Int Conf AIDS 1996 Jul 7-12; 11:4 (abstract no. Mo.A.102)
Buge SL, Lubeck M, Kalyan N, Cheng S, Richardson E, Markham P, Miller C, Udem S, Robert-Guroff M; NIH, Bethesda, MD. Fax: 301-496-8394.

OBJECTIVE: To evaluate a prime-boost vaccine regimen using an adenovirus host range mutant (Ad5hr)-SIVsm envelope recombinant and native SIV251 gp120 for protective efficacy against vaginal transmission of SIV.

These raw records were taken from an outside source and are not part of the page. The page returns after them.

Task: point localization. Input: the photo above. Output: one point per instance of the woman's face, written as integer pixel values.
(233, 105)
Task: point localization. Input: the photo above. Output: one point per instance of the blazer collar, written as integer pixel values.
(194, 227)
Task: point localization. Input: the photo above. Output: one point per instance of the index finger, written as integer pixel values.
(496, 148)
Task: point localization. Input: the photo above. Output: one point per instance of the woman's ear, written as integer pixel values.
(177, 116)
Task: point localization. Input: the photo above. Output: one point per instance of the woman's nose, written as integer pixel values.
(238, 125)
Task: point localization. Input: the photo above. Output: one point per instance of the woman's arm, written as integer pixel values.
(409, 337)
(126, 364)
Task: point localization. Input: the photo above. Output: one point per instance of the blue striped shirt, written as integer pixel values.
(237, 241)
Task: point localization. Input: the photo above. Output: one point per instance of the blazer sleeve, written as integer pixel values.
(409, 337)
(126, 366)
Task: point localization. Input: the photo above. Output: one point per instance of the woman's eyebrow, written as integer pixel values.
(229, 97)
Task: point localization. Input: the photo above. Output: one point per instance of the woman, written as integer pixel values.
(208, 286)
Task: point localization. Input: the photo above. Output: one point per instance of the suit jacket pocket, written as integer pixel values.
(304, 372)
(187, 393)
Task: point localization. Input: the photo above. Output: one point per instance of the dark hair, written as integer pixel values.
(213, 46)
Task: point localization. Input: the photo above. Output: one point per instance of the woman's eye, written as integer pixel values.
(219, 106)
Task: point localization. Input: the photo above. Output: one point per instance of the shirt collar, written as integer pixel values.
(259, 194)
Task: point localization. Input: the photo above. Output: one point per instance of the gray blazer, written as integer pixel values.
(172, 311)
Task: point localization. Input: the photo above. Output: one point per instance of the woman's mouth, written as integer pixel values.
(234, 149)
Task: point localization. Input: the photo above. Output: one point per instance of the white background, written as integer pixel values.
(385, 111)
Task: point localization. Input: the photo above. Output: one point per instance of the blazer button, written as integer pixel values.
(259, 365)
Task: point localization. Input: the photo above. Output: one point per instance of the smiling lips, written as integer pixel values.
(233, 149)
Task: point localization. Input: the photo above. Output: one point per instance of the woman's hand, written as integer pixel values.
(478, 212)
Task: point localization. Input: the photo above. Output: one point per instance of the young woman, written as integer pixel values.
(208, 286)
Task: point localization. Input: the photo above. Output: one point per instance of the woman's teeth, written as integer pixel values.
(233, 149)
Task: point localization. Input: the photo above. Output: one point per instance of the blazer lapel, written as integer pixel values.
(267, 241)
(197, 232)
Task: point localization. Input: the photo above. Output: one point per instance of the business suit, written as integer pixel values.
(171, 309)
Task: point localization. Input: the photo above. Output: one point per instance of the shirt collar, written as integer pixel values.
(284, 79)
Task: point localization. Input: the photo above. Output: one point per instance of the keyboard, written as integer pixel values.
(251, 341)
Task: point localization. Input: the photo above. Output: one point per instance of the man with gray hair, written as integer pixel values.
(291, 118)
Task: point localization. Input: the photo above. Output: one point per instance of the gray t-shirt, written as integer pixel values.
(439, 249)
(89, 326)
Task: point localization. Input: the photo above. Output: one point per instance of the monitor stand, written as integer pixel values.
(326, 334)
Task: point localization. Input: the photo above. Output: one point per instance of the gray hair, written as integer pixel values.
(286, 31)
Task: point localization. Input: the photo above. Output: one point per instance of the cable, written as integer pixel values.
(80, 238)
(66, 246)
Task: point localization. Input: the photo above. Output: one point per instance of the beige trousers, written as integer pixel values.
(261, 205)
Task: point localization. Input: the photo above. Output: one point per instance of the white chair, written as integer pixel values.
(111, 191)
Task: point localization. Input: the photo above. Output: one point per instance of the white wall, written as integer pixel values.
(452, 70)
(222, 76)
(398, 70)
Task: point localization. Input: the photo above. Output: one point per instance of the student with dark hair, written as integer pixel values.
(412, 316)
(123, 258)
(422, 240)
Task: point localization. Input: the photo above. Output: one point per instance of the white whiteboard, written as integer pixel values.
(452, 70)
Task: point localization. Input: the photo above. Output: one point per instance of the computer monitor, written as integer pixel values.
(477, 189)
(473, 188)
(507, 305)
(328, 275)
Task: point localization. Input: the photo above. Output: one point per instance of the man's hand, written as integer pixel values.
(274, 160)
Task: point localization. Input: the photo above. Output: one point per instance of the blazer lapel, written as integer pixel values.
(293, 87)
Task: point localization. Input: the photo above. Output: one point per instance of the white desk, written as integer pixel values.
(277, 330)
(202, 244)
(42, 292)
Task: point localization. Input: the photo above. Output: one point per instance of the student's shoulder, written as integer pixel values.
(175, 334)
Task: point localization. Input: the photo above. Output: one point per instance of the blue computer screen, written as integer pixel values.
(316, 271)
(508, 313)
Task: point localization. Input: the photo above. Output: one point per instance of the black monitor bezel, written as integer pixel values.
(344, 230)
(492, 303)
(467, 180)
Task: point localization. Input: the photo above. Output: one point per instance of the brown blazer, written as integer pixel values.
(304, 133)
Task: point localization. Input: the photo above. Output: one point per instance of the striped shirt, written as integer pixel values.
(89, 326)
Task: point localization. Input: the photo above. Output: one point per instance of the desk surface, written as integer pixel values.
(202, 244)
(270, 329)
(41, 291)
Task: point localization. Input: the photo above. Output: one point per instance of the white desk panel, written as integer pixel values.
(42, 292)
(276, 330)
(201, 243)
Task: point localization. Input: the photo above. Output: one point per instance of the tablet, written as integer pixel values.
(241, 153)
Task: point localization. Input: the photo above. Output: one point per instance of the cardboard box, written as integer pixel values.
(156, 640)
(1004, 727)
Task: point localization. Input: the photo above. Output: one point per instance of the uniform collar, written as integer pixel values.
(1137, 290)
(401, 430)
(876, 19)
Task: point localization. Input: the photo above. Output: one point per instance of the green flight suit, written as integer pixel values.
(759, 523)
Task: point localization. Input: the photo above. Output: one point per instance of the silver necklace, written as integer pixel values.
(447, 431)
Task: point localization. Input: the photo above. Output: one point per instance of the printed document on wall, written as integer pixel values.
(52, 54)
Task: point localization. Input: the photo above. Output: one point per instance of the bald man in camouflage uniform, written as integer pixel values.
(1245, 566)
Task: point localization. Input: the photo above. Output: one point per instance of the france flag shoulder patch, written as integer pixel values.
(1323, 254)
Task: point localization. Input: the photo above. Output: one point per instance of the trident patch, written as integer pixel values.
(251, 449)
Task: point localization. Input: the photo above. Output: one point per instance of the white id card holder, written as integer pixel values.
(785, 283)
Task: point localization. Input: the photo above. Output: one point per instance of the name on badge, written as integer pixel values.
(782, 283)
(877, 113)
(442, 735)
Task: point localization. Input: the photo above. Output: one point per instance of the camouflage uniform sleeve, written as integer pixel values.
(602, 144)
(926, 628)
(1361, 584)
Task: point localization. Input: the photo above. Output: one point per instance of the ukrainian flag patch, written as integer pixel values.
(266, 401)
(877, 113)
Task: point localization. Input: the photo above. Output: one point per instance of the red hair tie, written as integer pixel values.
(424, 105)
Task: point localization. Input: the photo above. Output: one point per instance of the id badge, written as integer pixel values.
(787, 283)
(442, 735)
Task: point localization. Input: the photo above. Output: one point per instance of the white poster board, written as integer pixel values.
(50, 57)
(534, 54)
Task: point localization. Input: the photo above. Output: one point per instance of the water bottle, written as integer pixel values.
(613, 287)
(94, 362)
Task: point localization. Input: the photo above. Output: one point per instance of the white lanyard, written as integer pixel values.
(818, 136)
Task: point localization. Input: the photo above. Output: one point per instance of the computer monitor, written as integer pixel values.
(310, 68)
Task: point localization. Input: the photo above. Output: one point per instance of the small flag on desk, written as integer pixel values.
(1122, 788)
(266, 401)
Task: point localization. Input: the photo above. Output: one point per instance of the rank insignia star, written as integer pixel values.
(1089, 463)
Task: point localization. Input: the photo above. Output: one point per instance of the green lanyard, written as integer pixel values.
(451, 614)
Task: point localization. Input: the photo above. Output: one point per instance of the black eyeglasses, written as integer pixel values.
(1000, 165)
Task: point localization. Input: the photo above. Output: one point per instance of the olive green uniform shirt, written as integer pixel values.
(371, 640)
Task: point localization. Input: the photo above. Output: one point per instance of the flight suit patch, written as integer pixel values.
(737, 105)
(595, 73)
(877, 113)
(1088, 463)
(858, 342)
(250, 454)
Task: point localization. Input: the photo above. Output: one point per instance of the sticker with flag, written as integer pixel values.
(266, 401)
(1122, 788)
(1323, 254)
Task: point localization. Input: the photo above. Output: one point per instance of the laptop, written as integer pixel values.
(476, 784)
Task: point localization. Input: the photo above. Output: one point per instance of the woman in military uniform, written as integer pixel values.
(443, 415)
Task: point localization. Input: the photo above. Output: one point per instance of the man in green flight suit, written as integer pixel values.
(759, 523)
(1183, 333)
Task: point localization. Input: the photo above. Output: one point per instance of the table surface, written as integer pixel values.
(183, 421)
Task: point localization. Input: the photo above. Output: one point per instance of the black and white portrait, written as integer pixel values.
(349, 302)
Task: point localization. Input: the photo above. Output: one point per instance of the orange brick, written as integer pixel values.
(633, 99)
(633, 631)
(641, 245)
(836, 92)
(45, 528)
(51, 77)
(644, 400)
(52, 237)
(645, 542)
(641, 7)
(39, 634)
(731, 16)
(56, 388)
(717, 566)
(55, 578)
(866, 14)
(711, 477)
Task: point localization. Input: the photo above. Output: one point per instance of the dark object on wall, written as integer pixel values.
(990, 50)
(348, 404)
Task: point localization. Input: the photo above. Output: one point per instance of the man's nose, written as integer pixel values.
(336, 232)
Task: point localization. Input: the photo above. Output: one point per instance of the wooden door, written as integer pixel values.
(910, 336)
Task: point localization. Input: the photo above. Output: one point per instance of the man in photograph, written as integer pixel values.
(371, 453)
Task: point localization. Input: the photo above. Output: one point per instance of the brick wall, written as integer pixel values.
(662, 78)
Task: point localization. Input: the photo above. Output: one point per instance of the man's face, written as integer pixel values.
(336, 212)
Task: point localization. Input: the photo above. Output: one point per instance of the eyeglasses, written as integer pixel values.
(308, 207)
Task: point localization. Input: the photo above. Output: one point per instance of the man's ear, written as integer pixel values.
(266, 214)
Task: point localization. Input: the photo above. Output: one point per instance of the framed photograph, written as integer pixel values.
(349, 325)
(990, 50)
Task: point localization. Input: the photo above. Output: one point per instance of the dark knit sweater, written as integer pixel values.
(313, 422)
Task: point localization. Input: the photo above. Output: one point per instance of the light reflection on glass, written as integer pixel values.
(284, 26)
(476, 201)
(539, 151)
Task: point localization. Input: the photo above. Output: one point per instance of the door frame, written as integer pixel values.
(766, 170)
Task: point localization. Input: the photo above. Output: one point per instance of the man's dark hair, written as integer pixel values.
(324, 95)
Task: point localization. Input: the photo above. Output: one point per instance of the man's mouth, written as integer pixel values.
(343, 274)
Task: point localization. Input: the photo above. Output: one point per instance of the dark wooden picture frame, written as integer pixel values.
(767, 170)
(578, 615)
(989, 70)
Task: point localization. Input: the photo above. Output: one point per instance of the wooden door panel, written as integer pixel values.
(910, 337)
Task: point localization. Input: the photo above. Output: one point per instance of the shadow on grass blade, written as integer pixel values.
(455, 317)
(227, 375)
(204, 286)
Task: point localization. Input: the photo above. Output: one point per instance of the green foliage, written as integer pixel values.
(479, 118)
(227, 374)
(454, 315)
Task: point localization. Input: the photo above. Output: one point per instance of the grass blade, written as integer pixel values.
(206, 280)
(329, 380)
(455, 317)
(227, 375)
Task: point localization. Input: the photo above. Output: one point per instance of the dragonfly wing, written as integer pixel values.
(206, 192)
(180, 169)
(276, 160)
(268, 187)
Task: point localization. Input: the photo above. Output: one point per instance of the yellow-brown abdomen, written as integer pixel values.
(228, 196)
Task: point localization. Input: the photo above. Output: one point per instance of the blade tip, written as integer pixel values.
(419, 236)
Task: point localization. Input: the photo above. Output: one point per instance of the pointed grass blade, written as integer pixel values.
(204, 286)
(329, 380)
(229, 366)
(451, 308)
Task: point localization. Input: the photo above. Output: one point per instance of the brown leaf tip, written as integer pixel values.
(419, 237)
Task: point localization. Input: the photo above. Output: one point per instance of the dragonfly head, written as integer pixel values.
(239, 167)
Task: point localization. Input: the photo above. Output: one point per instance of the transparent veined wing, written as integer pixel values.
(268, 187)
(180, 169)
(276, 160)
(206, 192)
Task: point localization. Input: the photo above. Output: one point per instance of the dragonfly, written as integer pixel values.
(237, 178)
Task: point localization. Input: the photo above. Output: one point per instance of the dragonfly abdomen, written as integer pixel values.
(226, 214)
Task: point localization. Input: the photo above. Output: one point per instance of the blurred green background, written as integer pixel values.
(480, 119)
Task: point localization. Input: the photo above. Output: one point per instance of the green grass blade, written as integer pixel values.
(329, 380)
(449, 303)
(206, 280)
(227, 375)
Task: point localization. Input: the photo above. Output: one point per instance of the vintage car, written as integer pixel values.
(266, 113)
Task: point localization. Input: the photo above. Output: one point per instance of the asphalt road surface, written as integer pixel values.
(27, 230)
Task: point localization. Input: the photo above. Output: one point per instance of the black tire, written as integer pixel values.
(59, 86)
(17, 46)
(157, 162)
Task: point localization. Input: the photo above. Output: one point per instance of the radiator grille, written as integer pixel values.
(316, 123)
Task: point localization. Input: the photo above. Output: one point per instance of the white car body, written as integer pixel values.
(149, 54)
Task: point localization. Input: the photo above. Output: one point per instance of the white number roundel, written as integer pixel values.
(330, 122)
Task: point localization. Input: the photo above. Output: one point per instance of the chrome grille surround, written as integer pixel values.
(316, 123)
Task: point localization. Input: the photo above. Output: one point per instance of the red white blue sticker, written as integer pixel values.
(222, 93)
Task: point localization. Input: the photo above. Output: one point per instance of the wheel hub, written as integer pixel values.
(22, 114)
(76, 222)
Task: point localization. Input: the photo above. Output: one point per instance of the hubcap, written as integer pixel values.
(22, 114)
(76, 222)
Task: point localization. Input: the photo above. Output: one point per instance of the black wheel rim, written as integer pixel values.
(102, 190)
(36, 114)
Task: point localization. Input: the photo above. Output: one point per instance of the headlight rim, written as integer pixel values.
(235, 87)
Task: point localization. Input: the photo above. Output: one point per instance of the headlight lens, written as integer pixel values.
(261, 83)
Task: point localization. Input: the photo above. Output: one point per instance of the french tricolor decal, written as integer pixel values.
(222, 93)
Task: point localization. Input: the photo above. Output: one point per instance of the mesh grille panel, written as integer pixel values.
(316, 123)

METHODS: Six adult female macaques were immunized orally and intranasally at 0 weeks and intratracheally at 12 weeks with Ad5hr-SIV recombinant. They were boosted at 24 weeks with syntex adjuvanted gp120. Four controls received the Ad5hr vector and syntex adjuvant; 2 controls were unimmunized. Immune responses were monitored every 2-4 weeks. T-cell proliferative responses to SIV envelope protein and peptides were assessed by thymidine incorporation and IL-2 production. Cytotoxic T-lymphocyte (CTL) activity was evaluated by Cr51-release using autologous B-cell targets infected with vaccinia-SIV env recombinants or control vaccinia. Serum antibodies were monitored by ELISA against whole disrupted SIV antigen. Antibodies in nasal and vaginal swabs were assessed by ELISA against native SIV gp120.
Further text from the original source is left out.